First, we examined the effect of stimulus context on the perception of temporal cues [Fig. 3(A)]. Table II shows the results (CTD = 0 ms) from the mixed-effects logistic regression model. The effect of VOT was significant (p <0.001), with fewer “Buy” responses for longer VOTs in the ISO-WD condition. At the mean VOT, each type of carrier stimulus was associated with more ‘Buy’ responses than the ISO-WD condition (all ps<0.05).
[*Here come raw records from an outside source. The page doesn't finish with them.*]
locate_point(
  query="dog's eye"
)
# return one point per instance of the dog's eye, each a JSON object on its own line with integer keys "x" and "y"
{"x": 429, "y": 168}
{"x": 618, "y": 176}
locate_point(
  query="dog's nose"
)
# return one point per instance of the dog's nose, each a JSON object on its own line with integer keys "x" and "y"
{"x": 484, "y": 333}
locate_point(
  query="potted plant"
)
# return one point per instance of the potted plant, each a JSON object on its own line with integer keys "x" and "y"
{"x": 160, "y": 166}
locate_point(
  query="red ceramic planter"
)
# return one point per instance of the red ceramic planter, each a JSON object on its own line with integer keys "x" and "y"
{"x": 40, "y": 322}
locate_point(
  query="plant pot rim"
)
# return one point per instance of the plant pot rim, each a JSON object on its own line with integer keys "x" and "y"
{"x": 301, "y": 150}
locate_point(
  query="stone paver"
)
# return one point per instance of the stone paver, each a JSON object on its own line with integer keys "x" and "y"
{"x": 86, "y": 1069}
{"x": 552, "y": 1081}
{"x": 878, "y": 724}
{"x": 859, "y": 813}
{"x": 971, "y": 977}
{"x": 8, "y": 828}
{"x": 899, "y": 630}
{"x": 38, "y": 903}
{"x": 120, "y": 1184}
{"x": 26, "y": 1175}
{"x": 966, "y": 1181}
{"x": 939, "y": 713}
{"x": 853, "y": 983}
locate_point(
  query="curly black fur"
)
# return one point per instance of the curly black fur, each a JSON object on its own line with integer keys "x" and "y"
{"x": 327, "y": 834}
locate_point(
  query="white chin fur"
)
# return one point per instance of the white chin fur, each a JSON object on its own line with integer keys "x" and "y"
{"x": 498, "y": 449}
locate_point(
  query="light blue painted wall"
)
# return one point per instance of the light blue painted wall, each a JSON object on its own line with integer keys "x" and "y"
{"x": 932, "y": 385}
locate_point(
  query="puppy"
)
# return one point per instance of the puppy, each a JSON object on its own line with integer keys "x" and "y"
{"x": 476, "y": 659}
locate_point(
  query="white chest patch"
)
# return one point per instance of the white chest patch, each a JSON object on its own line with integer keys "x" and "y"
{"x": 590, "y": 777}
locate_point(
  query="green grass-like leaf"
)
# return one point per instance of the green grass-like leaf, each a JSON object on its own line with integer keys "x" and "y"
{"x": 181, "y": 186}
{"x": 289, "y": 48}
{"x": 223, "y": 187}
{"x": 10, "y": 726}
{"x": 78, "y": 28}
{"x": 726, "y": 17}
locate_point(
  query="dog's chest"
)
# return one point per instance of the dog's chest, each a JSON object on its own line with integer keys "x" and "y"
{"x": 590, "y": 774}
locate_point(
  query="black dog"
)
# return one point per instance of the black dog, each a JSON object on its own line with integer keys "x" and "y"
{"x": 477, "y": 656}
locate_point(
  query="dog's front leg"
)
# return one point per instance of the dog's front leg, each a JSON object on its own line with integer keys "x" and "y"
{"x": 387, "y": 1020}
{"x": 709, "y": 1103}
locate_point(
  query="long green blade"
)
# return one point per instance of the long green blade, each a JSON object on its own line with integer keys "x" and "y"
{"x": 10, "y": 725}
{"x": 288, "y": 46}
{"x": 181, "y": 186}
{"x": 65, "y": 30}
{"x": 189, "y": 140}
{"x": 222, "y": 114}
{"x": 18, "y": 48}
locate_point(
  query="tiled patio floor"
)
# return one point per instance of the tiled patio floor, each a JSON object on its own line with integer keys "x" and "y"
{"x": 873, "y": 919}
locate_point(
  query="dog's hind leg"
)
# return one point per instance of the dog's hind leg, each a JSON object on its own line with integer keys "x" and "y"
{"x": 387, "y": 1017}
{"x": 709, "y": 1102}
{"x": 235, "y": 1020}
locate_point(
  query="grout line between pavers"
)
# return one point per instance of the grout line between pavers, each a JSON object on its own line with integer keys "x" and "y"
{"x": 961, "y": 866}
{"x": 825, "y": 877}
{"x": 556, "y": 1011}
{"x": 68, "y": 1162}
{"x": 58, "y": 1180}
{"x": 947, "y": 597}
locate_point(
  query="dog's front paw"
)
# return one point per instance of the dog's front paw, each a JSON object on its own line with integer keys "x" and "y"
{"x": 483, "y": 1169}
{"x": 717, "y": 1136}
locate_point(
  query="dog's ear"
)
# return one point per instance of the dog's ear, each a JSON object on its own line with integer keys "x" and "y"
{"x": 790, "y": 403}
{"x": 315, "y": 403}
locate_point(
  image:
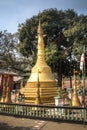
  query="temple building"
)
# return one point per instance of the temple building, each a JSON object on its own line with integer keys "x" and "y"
{"x": 41, "y": 87}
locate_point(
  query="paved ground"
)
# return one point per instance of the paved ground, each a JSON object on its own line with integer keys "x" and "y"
{"x": 13, "y": 123}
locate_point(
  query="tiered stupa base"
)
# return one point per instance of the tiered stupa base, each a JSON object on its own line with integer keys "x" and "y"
{"x": 47, "y": 91}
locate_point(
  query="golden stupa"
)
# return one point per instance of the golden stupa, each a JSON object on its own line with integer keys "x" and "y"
{"x": 41, "y": 87}
{"x": 75, "y": 99}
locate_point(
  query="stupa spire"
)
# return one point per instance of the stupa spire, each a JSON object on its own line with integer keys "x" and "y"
{"x": 40, "y": 54}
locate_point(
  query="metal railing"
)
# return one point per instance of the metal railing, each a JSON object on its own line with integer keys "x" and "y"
{"x": 62, "y": 113}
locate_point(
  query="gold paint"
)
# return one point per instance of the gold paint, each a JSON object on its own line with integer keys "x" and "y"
{"x": 41, "y": 87}
{"x": 8, "y": 93}
{"x": 4, "y": 90}
{"x": 75, "y": 99}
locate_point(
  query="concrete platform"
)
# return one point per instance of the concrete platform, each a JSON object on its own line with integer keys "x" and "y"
{"x": 13, "y": 123}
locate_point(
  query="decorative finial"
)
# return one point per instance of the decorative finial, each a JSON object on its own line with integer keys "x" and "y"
{"x": 40, "y": 31}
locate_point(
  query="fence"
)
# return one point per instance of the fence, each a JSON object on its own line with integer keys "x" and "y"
{"x": 62, "y": 113}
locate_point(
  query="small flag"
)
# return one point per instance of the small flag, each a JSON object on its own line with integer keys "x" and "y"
{"x": 82, "y": 61}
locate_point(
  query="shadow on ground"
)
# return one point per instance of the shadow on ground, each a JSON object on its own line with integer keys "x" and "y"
{"x": 5, "y": 126}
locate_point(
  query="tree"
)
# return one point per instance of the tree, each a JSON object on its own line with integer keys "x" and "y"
{"x": 9, "y": 52}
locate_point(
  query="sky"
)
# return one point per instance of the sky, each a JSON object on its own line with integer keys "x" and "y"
{"x": 15, "y": 12}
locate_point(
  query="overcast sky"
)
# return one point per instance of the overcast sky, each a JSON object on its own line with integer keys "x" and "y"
{"x": 14, "y": 12}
We further examined the differences among the three types of carrier stimulus by releveling the statistical model to utilize each carrier stimulus as the baseline (reference). Results showed that at the mean VOT, the SS-N condition was associated with more “Buy” responses compared with the SENT condition [β = 1.272, standard error (SE) = 0.254, z = 5.000, p <0.001] and the MOD-N condition (β = 0.995, SE = 0.214, z = 4.649, p <0.001). The amount of “Buy” responses was not significantly different between the SENT and MOD-N conditions (β = 0.277, SE = 0.311, z = 0.893, p =0.372).

TABLE II.

Results for the mixed-effects logistic regression model (CTD = 0 ms): “Buy” (vs “Pie”) response = VOT × Context type + (1 + VOT + Context type | participant). SD, standard deviation.

Fixed effects β SE z p
(Intercept) −0.214 0.31 −0.689 0.491
VOT −0.104 0.014 −7.231 <0.001
Context type
SENT – ISO-WD 1.129 0.513 2.202 0.028
MOD-N – ISO-WD 1.406 0.525 2.677 0.007
SS-N – ISO-WD 2.401 0.48 5.006 <0.001
VOT × Context type
VOT × (SENT – ISO-WD) 0.054 0.009 6.141 <0.001
VOT × (MOD-N – ISO-WD) 0.067 0.009 7.819 <0.001
VOT × (SS-N – ISO-WD) 0.107 0.100 11.240 <0.001
Random effects Variance SD
(Intercept) 0.840 0.917
VOT 0.623 0.789
Context type
SENT – ISO-WD 2.376 1.541
MOD-N – ISO-WD 2.503 1.582
SS-N – ISO-WD 1.952 1.397

There were significant two-way interactions between VOT and context type in all conditions with carrier stimuli (SENT, MOD-N, and SS-N; all ps<0.001), demonstrating that the VOT effect was different at these conditions compared with the ISO-WD condition. These interactions suggest that while participants tended to report fewer “Buy” responses for longer VOTs, such VOT effect was reduced in conditions with carrier stimuli [Fig. 3(A)]. We further examined the differences among the three types of carrier stimulus by releveling the statistical model to utilize each carrier stimulus as the baseline (reference). Results showed that, as shown in Fig. 3(A), the VOT effect (i.e., fewer “Buy” responses for longer VOTs) was reduced in the SS-N condition compared with the SENT condition (β = 0.053, SE = 0.008, z = 6.299, p <0.001) and the MOD-N condition (β = 0.040, SE = 0.008, z = 4.952, p <0.001). The VOT effect was not significantly different between the SENT and MOD-N conditions (β = –0.013, SE = 0.007, z = –1.726, p =0.084).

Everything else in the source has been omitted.